Julkisno mengatakan, setelah peristiwa itu, jajaran polres setempat terus meningkatkan pengawasan barang-barang yang masuk ke Pelabuhan Yos Sudarso. Modus pengiriman merkuri dilakukan melalui kapal karena proses pengawasan tidak seketat bandar udara. Selain kapal penumpang, pengiriman juga dilakukan melalui kapal yang mengangkut peti kemas.
Merkuri dijual kepada penadah di Pulau Jawa dengan harga Rp 1 juta per kilogram.
”Kami juga sudah berkoordinasi dengan pihak pelabuhan dan ekspedisi pengiriman barang. Kami mengajak kerja sama untuk mencegah pengiriman barang-barang tersebut,” katanya. Menurut rencana, merkuri akan dibawa kembali ke Ambon pada pelayaran kapal tersebut pekan depan.
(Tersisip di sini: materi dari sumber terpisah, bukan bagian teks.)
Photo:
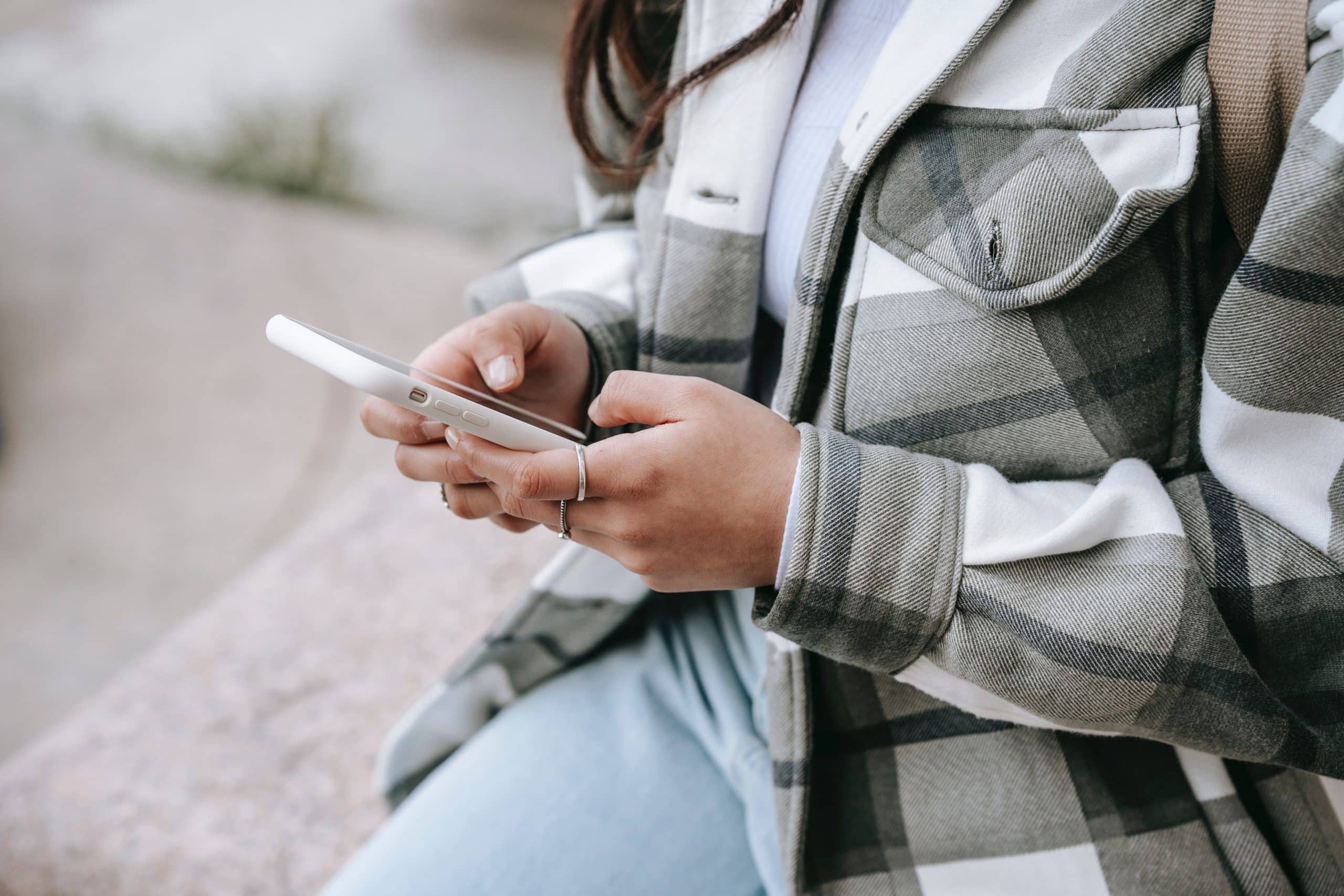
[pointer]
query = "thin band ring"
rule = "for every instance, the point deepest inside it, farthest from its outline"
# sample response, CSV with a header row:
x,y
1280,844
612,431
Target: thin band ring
x,y
579,450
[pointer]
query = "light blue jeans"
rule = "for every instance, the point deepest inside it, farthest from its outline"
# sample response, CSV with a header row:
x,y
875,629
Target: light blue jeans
x,y
643,772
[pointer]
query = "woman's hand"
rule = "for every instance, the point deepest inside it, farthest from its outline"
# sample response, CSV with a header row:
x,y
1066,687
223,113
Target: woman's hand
x,y
698,501
538,356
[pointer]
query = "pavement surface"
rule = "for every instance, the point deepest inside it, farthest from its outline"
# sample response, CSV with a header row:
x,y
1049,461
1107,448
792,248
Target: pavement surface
x,y
152,444
154,441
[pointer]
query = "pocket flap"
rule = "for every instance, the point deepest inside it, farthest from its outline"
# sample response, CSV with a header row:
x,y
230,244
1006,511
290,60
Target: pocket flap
x,y
1015,207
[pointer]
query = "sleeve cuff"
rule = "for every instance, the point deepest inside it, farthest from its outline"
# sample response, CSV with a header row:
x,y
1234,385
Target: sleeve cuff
x,y
791,522
611,336
875,561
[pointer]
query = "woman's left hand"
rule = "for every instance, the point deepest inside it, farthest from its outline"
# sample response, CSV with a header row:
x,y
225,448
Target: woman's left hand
x,y
697,501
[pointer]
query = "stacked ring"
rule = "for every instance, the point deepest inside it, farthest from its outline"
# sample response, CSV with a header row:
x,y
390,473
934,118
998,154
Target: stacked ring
x,y
565,529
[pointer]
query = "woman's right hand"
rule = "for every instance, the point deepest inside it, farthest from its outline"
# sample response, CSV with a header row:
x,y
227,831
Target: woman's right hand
x,y
537,356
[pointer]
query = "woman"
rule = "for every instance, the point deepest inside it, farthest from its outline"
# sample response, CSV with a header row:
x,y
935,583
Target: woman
x,y
1050,457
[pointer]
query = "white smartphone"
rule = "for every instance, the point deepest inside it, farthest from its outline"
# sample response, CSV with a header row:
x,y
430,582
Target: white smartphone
x,y
440,399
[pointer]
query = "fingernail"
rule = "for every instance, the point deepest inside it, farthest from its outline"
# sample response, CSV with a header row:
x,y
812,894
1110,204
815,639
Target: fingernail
x,y
500,373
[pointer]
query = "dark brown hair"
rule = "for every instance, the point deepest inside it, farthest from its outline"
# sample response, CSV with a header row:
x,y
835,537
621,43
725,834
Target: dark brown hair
x,y
606,31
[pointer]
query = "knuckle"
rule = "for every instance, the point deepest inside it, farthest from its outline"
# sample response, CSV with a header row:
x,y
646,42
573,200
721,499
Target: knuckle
x,y
457,503
618,383
530,480
512,504
402,458
407,430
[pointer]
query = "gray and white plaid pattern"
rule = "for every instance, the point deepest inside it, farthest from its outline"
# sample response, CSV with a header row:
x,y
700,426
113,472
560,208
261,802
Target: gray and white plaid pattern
x,y
1072,464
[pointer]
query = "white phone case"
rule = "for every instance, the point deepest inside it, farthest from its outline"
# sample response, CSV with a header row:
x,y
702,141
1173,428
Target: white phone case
x,y
380,375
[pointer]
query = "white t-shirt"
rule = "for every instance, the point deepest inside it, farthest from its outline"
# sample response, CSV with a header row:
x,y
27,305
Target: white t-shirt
x,y
847,44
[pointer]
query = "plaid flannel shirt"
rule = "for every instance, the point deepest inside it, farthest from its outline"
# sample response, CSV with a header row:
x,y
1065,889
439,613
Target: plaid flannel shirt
x,y
1073,465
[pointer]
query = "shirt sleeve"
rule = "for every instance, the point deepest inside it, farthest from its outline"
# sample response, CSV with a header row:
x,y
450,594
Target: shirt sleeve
x,y
1205,612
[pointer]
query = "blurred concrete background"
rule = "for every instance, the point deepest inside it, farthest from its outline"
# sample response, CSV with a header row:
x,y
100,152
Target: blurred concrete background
x,y
172,172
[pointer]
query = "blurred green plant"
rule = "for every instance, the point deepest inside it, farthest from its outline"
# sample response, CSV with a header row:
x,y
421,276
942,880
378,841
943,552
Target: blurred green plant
x,y
286,148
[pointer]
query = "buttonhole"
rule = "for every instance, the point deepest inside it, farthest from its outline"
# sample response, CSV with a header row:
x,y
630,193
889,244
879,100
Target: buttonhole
x,y
706,195
995,241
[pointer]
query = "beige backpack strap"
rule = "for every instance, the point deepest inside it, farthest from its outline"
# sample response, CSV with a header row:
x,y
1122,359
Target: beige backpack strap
x,y
1257,64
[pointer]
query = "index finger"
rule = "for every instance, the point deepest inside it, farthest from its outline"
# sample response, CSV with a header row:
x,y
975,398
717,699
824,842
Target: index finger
x,y
542,476
389,421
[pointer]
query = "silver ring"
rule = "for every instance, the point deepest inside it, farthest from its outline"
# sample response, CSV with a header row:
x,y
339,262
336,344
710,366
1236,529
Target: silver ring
x,y
579,449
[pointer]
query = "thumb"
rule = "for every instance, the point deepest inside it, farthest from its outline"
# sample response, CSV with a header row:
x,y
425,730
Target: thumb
x,y
634,397
502,339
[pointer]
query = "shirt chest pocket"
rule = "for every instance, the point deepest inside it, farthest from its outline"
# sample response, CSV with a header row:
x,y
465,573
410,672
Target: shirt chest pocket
x,y
1018,300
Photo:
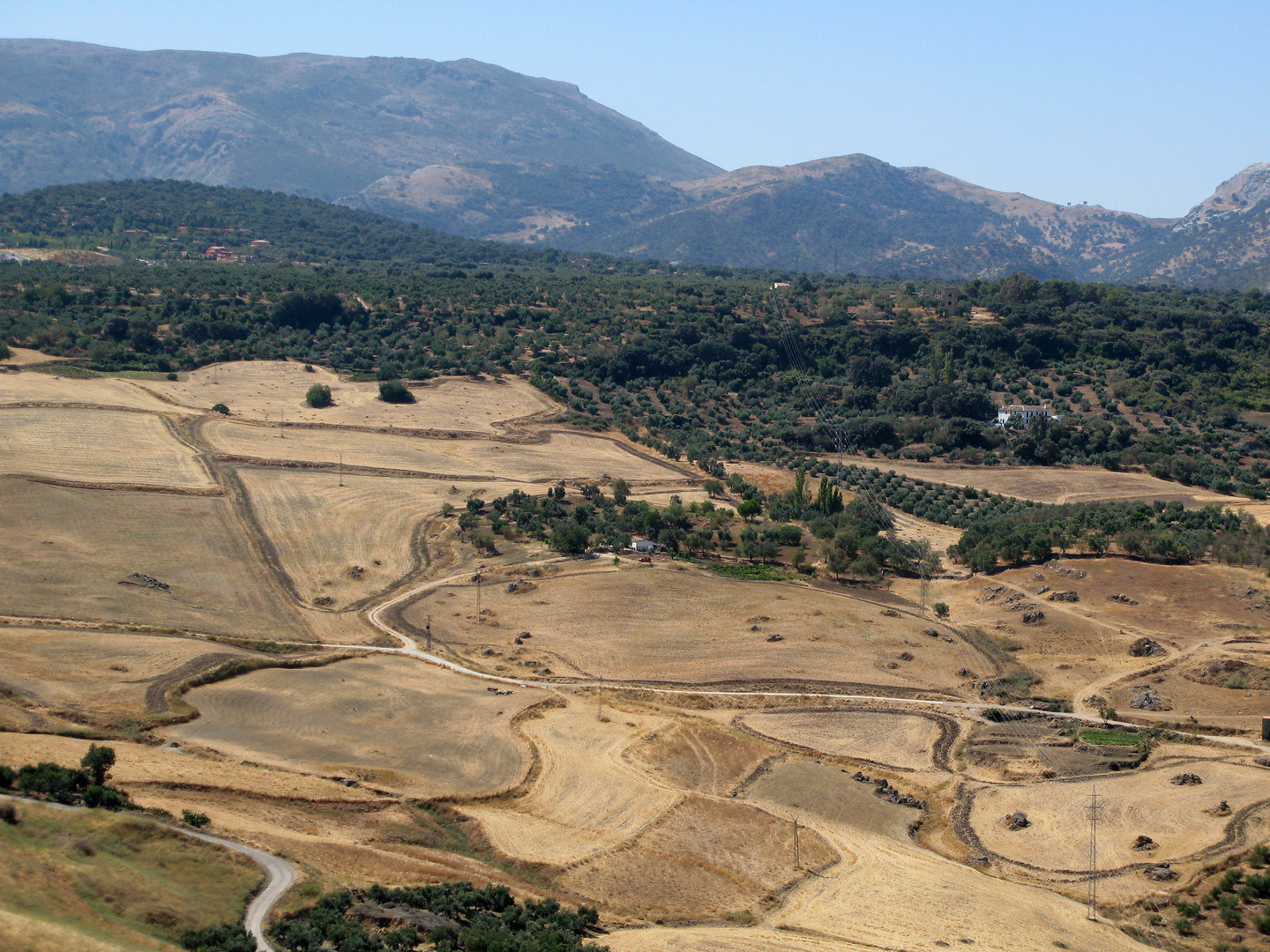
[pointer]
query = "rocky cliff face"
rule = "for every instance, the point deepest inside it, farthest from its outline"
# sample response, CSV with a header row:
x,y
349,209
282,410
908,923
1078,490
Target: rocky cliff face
x,y
318,126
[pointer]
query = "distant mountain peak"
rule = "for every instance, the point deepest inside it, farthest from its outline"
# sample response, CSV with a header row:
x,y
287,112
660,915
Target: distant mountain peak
x,y
1240,193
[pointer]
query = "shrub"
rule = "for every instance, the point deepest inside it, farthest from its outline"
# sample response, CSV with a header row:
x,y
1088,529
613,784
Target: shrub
x,y
394,391
319,395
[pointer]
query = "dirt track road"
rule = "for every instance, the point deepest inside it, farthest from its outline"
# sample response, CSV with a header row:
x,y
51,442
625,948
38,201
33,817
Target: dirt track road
x,y
280,874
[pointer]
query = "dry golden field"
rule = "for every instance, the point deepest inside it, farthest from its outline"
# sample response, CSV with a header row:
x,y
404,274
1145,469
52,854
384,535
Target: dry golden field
x,y
587,796
397,724
892,739
274,390
71,553
95,447
631,623
1179,819
563,456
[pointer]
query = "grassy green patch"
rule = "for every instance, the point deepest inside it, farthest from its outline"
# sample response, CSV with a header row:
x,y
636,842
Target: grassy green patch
x,y
752,573
117,879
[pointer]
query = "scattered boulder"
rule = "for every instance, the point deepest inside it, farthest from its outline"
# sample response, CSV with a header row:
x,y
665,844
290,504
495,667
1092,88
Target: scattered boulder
x,y
1148,700
1146,648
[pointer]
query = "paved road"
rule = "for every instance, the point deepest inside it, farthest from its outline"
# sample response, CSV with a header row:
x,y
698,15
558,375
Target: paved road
x,y
280,874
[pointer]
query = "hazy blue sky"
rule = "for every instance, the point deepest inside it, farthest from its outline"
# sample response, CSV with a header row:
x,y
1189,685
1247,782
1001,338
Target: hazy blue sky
x,y
1137,106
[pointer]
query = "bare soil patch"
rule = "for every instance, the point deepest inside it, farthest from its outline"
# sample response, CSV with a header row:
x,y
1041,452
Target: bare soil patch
x,y
894,739
563,456
587,798
268,390
703,756
727,857
1139,802
392,721
95,447
69,550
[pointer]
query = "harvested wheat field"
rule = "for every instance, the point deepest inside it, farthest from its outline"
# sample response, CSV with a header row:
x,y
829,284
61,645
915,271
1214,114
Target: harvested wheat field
x,y
92,880
390,720
587,798
349,542
562,456
268,390
97,672
893,739
43,387
97,447
72,553
727,857
1052,484
1142,802
724,938
892,894
703,756
631,625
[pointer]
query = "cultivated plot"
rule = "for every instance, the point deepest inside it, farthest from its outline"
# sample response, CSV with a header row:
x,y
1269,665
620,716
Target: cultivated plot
x,y
1181,819
348,542
103,673
667,623
97,447
79,553
563,456
390,720
587,796
893,739
273,390
727,857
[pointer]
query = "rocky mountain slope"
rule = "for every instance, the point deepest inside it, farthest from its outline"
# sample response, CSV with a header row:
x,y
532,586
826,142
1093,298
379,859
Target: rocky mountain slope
x,y
318,126
479,152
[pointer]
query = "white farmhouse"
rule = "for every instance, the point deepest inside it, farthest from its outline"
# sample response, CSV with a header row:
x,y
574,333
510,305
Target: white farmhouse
x,y
1024,414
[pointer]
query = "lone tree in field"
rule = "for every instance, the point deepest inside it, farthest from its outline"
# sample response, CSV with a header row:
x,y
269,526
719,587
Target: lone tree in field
x,y
98,762
319,395
394,391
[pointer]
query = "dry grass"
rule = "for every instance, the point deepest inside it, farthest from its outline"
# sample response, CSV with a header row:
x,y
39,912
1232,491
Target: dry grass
x,y
564,456
103,673
262,390
1138,802
587,798
727,857
88,446
68,550
703,756
666,622
100,880
895,739
395,723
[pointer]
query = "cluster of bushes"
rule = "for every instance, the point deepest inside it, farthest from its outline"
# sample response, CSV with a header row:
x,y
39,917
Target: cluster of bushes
x,y
84,785
482,919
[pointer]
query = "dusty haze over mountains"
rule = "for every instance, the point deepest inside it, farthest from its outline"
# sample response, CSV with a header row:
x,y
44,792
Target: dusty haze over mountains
x,y
482,152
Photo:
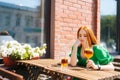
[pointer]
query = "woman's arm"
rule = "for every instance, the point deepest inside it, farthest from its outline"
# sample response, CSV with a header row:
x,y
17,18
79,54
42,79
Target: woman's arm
x,y
73,59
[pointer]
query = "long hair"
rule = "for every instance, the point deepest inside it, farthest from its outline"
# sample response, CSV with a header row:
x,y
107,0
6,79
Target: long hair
x,y
90,35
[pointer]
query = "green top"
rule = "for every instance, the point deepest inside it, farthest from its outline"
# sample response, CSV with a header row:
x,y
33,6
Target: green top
x,y
101,56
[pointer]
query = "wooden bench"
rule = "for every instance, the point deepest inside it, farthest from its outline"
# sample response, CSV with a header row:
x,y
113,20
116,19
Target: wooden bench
x,y
10,75
116,63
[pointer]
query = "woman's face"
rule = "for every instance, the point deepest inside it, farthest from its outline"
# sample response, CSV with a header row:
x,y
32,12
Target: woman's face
x,y
82,36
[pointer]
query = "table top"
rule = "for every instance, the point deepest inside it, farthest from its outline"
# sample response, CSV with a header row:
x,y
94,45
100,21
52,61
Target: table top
x,y
78,72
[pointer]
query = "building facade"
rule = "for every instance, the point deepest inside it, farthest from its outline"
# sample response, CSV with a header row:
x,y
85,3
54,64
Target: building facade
x,y
66,17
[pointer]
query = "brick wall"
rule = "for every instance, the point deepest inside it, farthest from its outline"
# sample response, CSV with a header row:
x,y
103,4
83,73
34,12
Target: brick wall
x,y
66,17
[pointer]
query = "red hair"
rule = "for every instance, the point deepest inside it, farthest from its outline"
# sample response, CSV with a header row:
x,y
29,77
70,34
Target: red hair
x,y
90,35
Menurut Julkisno, pengawasan juga dilakukan di pelabuhan masuk dari Pulau Seram ke Pulau Ambon. Sejumlah pintu masuk sudah dipetakan.
Wakil Kepala Kepolisian Resor Pulau Ambon dan Pulau-pulau Lease Komisaris Ferry Mulyana dalam keterangan pers di Ambon, Senin siang, mengatakan, kedua pelaku membeli merkuri itu di tempat pengolahan di salah satu desa di Pulau Seram yang dijangkau dengan perjalanan laut sekitar 2 jam. Selanjutnya, merkuri akan dijual kepada penadah di Pulau Jawa dengan harga Rp 1 juta per kilogram.
Berdasarkan pemeriksaan, IRE dan RS mengaku baru pertama kali mengirim barang tersebut ke Jakarta. Polisi telah menetapkan keduanya sebagai tersangka dengan dugaan pelanggaran Pasal 158 Undang-Undang Nomor 4 Tahun 2009 tentang Pertambangan Mineral dan Batubara. Ancaman hukuman maksimal 10 tahun penjara.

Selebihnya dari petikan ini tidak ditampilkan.